## Transcription with sentiment analysis pipeline

This document details a modular pipeline that takes in an audio/video file in the english language, transcribes it, and then performs sentiment analysis on each sentence of the transcript.

A table of contents for the remainder of this document is shown below.


- [pipeline setup](#pipeline-setup)
- [processing a file](#processing-a-file)

In [1]:
# import utilities
import sys 
import json
import importlib
sys.path.append('../../../')
reset = importlib.import_module("utilities.reset")
reset_pipeline = reset.reset_pipeline

# load secrets from a .env file using python-dotenv
from dotenv import load_dotenv
import os
load_dotenv("../../.env")
MY_API_KEY = os.getenv('MY_API_KEY')
MY_API_URL = os.getenv('MY_API_URL')

# import krixik and initialize it with your personal secrets
from krixik import krixik
krixik.init(api_key = MY_API_KEY, 
            api_url = MY_API_URL)

## Pipeline setup

Below we setup a multi module pipeline to serve our intended purpose, which is to build a pipeline that will transcribe any audio/video and perform sentiment analysis on the output transcription - sentence by sentence.

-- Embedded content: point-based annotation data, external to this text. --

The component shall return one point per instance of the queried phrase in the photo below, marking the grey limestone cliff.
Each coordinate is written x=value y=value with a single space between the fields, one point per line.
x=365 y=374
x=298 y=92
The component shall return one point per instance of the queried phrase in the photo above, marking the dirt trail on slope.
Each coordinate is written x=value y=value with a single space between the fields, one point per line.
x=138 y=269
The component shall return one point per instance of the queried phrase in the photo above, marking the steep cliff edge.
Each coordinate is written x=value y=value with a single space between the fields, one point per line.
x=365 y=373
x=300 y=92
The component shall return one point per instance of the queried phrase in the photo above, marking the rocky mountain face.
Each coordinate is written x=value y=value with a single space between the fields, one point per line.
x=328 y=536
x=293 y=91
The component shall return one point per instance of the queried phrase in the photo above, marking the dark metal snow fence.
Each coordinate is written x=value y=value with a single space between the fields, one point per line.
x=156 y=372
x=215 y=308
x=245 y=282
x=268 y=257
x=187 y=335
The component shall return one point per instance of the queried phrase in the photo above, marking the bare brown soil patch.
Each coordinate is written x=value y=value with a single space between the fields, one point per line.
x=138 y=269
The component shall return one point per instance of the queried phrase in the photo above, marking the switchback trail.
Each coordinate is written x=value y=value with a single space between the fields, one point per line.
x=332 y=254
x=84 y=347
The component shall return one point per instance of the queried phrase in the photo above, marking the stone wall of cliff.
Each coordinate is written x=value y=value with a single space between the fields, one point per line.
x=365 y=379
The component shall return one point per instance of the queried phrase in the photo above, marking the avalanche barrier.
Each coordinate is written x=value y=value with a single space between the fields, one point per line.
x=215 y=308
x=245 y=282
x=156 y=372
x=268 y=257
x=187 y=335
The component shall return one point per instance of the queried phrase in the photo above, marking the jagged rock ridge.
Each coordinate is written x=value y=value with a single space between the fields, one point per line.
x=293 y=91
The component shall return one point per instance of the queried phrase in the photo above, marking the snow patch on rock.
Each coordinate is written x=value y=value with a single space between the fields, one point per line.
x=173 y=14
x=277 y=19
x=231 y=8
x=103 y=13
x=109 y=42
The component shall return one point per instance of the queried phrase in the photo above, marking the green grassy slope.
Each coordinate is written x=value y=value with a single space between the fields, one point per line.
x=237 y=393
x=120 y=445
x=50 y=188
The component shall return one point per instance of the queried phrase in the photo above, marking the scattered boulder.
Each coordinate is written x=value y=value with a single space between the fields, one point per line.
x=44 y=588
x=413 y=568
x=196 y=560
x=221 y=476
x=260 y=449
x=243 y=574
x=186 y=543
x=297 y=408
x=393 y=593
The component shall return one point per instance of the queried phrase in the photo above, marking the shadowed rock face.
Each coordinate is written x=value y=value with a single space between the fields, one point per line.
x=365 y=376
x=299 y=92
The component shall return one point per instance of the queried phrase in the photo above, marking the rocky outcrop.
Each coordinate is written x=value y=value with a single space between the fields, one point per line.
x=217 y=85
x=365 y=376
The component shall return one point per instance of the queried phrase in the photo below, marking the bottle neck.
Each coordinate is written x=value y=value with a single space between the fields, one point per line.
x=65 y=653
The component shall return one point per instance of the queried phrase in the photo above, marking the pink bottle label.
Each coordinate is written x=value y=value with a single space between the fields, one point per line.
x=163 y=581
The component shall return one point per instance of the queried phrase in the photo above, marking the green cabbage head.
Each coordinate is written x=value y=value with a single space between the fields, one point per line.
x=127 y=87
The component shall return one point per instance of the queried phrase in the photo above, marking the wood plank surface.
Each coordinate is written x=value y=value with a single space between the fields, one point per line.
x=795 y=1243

To do this we will use the following modules:

- [`transcribe`](modules/transcribe.md): takes in audio/video input, outputs json of content transcription
- [`json-to-txt`](modules/json-to-txt.md): takes in json of text snippets, merges into text file
- [`parser`](modules/parser.md): takes in text, slices into (possibly overlapping) strings
- [`sentiment`](modules/sentiment.md): takes in text snippets and returns scores for their sentiments

We do this by passing the module names to the `module_chain` argument of [`create_pipeline`](system/create_save_load.md) along with a name for our pipeline.

In [4]:
# create a multi-module pipeline
pipeline = krixik.create_pipeline(name="examples-transcribe-sentiment-docs",
                                  module_chain=["transcribe",
                                                "json-to-txt",
                                                "parser",
                                                "sentiment"])

This pipeline's available modeling options and parameters are stored in your custom [pipeline's configuration](system/create_save_load.md).

In [None]:
# delete all processed datapoints belonging to this pipeline
reset_pipeline(pipeline)

## Processing a file

We first define a path to a local input file.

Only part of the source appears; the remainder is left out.